The first component of tf-idf is term frequency, or how often a word appears in a document within the corpus.

The value for the term frequency is the same as if applying the bag-of-words language model to a document. If you have previously studied bag-of-words, this will all be familiar! If not, have no fear.

Term frequency indicates how often each word appears in the document. The intuition for including term frequency in the tf-idf calculation is that the more frequently a word appears in a single document, the more important that term is to the document.

Consider the stanza from Emily Dickinson’s poem I’m Nobody! Who are you? below:

stanza = '''I'm nobody! Who are you?
Are you nobody, too?
Then there's a pair of us — don't tell!
They'd banish us, you know.'''

The term frequency for “you” is 3, “nobody” is 2, “are” is 2, “us” is 2, and the rest of the terms have a frequency of 1. We can get a general sense of what this stanza is about by the most frequently used words.

Term frequency can be calculated in Python using scikit-learn’s CountVectorizer, as shown below:

vectorizer = CountVectorizer()

term_frequencies = vectorizer.fit_transform([stanza])
• A CountVectorizer object is initialized
• The CountVectorizer object is fit (trained) and transformed (applied) on the corpus of data, returning the term frequencies for each term-document pair

### Instructions

1.

Provided in script.py is Emily Dickinson’s poem Success is counted sweetest, stored in the variable poem. Read through poem yourself and find the term-frequency of “clear”. Save your answer, as an integer, to a variable named clear_count.

2.

Reading through each word of a document to count how many times it appears isn’t too efficient.

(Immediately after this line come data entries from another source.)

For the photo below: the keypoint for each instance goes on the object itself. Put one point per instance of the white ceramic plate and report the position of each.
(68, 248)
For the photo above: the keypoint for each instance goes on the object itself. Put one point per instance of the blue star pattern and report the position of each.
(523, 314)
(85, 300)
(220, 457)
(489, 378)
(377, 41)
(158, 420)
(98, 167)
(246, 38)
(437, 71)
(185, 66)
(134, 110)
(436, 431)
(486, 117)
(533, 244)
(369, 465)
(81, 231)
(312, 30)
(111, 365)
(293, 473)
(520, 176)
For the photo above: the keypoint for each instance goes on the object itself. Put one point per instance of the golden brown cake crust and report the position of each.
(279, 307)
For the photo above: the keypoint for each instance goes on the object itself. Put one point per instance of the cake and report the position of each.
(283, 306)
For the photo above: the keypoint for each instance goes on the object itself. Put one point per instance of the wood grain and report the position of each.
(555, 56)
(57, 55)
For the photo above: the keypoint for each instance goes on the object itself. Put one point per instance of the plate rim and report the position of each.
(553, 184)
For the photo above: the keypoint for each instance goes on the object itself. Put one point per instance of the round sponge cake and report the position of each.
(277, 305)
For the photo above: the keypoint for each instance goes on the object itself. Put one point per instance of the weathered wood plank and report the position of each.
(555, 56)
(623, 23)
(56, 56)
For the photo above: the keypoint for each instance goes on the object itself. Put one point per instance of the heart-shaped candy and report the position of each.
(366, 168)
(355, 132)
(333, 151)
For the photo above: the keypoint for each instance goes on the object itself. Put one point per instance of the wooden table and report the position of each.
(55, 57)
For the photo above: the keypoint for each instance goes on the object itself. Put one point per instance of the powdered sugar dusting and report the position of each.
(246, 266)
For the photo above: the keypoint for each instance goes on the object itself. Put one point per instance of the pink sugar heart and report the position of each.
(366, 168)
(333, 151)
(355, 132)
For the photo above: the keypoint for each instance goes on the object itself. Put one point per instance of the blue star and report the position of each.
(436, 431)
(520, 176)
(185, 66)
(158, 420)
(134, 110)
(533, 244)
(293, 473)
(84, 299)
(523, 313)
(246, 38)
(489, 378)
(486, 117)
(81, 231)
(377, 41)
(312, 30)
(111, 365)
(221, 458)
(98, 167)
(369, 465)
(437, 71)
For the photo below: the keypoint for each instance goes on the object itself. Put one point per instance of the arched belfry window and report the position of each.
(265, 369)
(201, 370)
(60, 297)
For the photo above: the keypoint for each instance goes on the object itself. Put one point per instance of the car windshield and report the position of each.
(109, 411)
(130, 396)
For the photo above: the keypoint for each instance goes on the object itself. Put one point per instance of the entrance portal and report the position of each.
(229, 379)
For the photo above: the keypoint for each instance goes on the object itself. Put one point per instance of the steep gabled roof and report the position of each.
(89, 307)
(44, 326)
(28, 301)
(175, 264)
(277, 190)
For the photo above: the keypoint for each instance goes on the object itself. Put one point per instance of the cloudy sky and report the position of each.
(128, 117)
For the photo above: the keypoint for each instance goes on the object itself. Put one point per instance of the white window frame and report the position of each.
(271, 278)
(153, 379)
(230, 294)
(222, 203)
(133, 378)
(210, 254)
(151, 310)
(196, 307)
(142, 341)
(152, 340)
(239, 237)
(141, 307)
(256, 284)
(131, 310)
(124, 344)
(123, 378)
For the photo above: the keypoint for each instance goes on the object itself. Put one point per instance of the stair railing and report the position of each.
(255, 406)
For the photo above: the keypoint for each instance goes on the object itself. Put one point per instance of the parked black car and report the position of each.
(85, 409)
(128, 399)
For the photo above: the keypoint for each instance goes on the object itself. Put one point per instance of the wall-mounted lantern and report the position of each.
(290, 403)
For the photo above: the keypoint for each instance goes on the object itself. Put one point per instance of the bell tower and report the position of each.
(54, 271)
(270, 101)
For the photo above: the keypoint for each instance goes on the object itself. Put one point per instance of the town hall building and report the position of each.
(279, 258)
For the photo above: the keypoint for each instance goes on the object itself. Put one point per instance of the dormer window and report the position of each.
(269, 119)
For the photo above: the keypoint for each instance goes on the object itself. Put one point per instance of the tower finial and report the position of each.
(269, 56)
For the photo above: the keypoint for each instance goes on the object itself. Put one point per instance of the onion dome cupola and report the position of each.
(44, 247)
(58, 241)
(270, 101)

The code in script.py preprocesses the poem and then uses scikit-learn’s CountVectorizer to get the term-frequencies for all terms in poem. It’s currently missing one line of code to display the term-document matrix of term-frequencies.

CountVectorizer objects have a .get_feature_names() method which returns a list of all the unique terms in the corpus.

Paste the below line into the “get vocabulary of terms” section of script.py to display the term-frequencies matrix.

feature_names = vectorizer.get_feature_names()

Which term appears the most frequently?